This latest outing for Jack Mason, Scarlet Bell and Mr Doyle was helped immensely by my editor, Rebecca Starford. Her constant scrutiny has kept me on the straight and narrow, helping to make the writing both lively and consistent.
The efforts of the whole team at Text Publishing made the creation of this book a wonderful experience, and I hope you enjoy reading it as much as I did writing it.
Don’t miss Jack’s next adventure!
He returns with Scarlet and Mr Doyle in
The Broken Sun
available from November 2014
Here is a sneak preview of
CHAPTER ONE
CHAPTER ONE
‘I need a seven-letter word that means difficult to find,’ Scarlet Bell said, peering at the crossword puzzle in The Times.
‘Hmm.’ Jack Mason looked up from a book on mountain climbing. ‘How about exciting?’
They were sitting in Ignatius Doyle’s library on the top floor of 221 Bee Street. While it contained books—thousands of them—the shelves were empty; books were instead stacked on the floor in piles according to colour while the shelves held odd items that had no place in a library: the chimney from a Stephenson steam engine, a fish tank containing a preserved snake, two stuffed monkeys, a jar marked ‘toenail clippings’, a vase with a bronze plate that read ‘Ebenezer Jones—Much Loved but Easily Forgotten’, a pile of men’s undergarments and a cluster of oval spheres that looked like dinosaur eggs.

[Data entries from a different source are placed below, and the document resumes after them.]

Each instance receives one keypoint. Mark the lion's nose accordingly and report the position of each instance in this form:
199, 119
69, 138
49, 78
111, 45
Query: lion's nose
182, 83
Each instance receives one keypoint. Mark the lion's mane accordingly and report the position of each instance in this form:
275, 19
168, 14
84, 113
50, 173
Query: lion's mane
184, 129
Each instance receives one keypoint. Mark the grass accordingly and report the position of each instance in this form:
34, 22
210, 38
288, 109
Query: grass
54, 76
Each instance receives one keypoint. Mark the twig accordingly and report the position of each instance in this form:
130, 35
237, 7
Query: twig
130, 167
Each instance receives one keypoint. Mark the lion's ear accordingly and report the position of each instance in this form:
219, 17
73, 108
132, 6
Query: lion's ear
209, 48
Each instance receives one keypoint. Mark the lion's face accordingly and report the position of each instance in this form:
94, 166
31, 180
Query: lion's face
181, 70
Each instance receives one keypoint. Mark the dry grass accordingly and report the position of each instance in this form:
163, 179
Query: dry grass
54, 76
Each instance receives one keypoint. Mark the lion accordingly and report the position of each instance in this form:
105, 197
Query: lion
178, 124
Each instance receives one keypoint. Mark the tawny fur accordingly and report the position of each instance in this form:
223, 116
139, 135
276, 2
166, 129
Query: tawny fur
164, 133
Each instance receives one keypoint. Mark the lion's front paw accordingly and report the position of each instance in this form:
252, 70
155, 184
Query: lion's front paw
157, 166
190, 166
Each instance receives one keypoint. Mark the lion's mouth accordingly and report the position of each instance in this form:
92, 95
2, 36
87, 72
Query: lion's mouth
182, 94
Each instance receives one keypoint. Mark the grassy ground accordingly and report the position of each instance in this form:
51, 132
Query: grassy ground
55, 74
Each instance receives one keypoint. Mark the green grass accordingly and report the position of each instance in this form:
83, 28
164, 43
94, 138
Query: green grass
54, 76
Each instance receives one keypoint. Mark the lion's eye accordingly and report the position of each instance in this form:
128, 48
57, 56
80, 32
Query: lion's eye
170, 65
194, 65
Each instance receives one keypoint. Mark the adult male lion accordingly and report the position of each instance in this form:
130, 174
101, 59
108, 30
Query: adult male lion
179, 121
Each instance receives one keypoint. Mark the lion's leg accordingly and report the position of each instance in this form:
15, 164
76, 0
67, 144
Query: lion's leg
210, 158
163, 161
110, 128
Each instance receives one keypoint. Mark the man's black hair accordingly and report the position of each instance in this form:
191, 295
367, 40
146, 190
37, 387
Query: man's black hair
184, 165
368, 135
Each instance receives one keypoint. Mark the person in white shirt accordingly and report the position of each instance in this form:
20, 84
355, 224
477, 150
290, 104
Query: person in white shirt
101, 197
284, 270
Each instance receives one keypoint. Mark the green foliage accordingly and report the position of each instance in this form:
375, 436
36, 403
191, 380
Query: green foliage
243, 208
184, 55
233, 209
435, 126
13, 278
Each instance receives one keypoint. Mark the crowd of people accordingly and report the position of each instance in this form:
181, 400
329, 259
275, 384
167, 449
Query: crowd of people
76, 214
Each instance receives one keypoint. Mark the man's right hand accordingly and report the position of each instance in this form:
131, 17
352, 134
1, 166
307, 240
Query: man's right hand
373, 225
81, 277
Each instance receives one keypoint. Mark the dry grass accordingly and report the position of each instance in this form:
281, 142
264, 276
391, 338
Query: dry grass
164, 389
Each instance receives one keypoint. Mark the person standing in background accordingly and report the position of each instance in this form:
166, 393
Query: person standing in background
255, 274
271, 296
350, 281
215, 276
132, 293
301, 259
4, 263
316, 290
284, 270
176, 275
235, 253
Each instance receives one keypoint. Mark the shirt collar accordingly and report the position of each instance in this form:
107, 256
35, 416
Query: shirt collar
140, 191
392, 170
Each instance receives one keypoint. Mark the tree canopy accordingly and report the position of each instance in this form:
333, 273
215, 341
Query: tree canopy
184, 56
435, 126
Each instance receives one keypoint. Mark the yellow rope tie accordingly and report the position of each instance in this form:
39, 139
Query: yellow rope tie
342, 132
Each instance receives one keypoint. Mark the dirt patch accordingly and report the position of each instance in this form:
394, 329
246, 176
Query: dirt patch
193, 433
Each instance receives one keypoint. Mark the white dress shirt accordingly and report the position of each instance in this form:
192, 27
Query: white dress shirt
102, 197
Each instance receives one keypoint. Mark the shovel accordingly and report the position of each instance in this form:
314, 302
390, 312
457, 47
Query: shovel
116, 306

‘I can see two problems with that answer,’ Scarlet said, pushing back her fire engine red hair. ‘The first is that exciting has eight letters.’
‘Can’t you just squeeze it in?’ Jack said. At fourteen, Jack was a year younger than Scarlet, and small for his age. His expertise was not tests of the mind but the body. He and his parents had been trapeze artists in the circus. After their deaths, he lived in an orphanage until Ignatius Doyle, the famous detective, employed him as an assistant.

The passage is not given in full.